The intended audience for our SICAP Program are middle to large organizations and companies, that need to run their own CA within their infrastructure. This can be a University, Governmental Agency or Municipality, Internet Service Provider or Hosting Provider, Software and Online Vendor, among others.
Such entities must be Institutions, Non-profit Organizations or Companies (Inc., Ltd.) officially registered in their country of operation, with a proven record of activity for at least one year.
What are the limitations?
Certificates issued by an Intermediate CA should be used first and foremost for the securing of traffic within the organizational infrastructure and networks. These certificates may not be sold to the subscriber! However an organization may issue certificates to customers in conjunction with a product the organization is selling or as means of client authentication and encryption (Personal Certificates).
Each ICA may have its own limitations, according to the needs of their respective organizations. Therefore some ICA's may issue only certificates bound to certain domains or IP blocks, whereas others may issue certificates to a wide range of domains.
All certificates issued by an ICA of our program are Class 1 certificates, but checks and verification procedures may be better than that and similar to Class 2 certificates.
What do you get?
- An Intermediate Authority Certificate representing your organization (Hosted at StartCom's premises).

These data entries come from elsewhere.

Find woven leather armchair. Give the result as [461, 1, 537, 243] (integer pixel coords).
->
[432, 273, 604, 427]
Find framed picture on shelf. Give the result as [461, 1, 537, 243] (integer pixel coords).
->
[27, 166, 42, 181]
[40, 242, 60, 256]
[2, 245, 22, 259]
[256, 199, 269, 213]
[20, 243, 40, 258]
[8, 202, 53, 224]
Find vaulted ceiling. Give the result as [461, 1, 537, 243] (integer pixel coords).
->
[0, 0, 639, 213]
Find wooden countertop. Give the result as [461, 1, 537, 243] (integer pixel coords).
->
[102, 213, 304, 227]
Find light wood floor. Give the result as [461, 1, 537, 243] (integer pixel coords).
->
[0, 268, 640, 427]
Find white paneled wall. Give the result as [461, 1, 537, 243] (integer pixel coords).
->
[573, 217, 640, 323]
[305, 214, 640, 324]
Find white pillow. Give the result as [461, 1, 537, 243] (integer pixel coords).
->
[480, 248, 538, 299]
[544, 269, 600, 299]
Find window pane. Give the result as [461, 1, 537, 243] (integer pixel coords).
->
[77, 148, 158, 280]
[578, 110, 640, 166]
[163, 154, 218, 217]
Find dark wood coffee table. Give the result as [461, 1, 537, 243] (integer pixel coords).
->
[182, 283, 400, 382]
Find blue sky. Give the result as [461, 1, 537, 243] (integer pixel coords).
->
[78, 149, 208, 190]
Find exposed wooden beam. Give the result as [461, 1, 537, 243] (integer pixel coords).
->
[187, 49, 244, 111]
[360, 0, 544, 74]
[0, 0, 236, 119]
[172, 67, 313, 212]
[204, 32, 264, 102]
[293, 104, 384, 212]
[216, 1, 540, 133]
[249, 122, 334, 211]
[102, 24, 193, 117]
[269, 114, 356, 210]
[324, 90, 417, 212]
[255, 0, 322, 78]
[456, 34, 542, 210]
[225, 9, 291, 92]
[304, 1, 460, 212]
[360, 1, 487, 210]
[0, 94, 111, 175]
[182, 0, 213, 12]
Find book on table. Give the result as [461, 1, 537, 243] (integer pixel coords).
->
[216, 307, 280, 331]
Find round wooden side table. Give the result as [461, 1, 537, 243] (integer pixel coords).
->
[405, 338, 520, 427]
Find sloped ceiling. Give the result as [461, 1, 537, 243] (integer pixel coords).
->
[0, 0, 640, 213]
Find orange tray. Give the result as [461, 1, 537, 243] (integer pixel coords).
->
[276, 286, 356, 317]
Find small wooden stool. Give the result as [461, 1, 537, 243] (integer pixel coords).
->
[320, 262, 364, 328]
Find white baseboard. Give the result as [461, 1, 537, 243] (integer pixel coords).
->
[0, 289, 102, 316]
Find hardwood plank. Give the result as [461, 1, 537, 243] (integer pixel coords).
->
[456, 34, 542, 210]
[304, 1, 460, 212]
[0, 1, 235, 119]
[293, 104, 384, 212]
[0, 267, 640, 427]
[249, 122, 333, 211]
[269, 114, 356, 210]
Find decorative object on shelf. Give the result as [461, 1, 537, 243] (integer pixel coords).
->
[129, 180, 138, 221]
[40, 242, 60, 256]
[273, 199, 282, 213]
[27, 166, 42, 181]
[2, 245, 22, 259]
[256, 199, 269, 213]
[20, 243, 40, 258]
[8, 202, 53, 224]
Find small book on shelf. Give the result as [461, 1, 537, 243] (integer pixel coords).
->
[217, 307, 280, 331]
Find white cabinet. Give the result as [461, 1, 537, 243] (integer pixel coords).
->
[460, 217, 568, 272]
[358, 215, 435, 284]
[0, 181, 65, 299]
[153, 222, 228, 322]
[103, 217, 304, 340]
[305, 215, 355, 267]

- A Web based Administration Panel for managing Intermediate CA and subscriber certificates.
- Web Interfaces for easy integration of subscriber requests into the organization's website, i.e. a simple way of requesting a certificate from the ICA.

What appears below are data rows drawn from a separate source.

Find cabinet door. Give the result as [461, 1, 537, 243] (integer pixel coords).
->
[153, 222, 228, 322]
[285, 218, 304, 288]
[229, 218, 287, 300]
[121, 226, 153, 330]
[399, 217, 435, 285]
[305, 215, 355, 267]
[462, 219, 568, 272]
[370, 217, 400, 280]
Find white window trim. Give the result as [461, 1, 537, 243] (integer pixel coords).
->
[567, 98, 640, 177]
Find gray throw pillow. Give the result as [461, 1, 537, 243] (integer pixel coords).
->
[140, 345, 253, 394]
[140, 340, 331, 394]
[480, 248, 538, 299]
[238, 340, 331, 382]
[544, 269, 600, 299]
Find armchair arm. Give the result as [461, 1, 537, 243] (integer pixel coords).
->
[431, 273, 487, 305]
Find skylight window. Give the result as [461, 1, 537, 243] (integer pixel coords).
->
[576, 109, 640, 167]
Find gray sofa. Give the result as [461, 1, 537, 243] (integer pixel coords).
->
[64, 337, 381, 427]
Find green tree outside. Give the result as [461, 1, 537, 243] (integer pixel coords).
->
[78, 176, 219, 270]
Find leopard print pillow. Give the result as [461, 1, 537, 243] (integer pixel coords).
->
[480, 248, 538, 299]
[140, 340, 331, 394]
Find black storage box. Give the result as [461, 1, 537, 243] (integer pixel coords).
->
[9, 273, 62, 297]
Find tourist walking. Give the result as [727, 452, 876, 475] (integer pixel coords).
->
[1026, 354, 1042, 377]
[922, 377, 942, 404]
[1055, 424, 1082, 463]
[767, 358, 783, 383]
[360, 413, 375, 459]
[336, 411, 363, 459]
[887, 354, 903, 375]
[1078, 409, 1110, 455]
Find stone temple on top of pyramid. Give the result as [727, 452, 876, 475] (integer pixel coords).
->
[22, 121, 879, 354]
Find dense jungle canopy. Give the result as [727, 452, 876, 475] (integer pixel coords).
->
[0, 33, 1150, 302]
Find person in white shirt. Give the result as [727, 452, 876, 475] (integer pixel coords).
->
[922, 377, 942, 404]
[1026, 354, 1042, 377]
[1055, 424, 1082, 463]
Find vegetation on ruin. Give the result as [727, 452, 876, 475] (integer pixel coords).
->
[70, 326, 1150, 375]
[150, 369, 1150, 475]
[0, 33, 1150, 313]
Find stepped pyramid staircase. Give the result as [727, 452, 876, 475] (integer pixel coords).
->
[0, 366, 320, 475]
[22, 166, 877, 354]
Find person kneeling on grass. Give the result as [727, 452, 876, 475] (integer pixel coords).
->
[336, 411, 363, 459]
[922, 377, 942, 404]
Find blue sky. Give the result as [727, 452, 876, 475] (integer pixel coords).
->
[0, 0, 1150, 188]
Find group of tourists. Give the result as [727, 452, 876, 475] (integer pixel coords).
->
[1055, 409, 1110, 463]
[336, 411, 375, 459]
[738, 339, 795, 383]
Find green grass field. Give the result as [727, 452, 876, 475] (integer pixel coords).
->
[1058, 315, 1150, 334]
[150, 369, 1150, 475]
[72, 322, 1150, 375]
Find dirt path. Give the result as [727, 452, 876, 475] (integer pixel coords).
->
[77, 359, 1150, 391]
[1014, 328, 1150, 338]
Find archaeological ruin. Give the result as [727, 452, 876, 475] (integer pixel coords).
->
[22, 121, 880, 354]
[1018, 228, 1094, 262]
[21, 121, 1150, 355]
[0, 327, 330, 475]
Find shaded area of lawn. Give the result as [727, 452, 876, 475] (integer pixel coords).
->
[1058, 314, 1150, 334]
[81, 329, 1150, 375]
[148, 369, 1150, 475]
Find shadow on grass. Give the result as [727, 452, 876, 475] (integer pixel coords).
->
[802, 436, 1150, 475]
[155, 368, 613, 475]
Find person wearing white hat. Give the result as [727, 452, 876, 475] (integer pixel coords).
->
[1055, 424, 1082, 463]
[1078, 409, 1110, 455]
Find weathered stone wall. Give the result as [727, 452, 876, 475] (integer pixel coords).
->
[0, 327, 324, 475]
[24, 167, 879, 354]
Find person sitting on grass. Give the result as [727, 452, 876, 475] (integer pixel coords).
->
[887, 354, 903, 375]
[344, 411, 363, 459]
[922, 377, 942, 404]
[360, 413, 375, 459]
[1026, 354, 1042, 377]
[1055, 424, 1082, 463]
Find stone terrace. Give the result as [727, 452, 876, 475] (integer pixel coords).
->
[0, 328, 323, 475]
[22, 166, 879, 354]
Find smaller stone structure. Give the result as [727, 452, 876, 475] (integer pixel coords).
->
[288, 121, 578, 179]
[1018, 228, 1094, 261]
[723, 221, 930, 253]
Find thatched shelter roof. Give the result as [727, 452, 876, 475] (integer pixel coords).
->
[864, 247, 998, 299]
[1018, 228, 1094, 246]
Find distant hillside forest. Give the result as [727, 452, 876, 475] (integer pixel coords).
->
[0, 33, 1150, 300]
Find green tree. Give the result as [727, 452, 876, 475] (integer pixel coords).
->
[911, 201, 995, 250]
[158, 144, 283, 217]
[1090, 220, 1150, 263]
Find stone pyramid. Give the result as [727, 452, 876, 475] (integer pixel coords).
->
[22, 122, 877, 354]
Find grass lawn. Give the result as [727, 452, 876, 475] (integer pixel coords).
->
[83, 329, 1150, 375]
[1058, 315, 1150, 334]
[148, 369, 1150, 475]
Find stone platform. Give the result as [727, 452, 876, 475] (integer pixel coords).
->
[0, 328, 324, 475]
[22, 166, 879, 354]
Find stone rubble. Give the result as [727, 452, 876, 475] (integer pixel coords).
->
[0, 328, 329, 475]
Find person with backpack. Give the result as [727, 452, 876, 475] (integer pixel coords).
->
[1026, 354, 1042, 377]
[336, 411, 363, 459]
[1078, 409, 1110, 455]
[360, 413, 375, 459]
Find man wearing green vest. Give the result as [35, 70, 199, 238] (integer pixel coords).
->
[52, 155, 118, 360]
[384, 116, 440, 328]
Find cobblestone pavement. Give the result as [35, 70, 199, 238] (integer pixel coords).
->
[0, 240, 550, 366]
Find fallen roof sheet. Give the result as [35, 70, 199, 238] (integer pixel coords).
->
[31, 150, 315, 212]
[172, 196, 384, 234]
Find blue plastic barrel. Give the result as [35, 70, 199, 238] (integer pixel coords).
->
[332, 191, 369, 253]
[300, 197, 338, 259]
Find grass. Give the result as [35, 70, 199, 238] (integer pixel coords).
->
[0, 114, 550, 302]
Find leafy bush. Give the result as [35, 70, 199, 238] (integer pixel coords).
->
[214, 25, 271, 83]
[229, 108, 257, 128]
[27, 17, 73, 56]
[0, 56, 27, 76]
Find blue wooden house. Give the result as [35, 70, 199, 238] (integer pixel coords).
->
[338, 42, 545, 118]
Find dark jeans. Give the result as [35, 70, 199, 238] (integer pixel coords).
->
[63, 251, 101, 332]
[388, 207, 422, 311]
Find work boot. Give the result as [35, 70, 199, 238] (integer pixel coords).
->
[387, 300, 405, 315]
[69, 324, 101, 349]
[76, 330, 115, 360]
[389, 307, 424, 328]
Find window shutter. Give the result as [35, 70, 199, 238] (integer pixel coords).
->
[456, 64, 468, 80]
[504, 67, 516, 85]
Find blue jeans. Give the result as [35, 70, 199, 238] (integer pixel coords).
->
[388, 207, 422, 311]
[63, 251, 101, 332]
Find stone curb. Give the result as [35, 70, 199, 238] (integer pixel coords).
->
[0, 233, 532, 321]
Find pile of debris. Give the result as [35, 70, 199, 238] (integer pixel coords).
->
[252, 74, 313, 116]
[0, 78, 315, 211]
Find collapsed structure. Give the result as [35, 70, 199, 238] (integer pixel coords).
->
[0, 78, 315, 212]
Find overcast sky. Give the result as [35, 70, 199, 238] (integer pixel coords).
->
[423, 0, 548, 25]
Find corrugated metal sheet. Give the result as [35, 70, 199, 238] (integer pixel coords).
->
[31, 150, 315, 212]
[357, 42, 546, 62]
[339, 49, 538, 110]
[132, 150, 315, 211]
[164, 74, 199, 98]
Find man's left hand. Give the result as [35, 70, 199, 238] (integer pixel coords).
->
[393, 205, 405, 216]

- Certificate Revocation List (CRL) and Online Certificate Status Protocol (OCSP) service.
- Class 3 certificates for the organizations main public web server(s), issued by the StartCom Primary Class 3 CA.
- 24/7 unlimited mail and phone based support service by StartCom's personnel.
How much does it cost?
StartCom offers this service for very attractive fees, with an average price of approximately two US dollars per certificate, depending on the number of certificates issued. This represents a fraction of the price charged by similar solution providers or of the investment needed for self-made implementations. This solution is intended for at least 1000 certificates and up.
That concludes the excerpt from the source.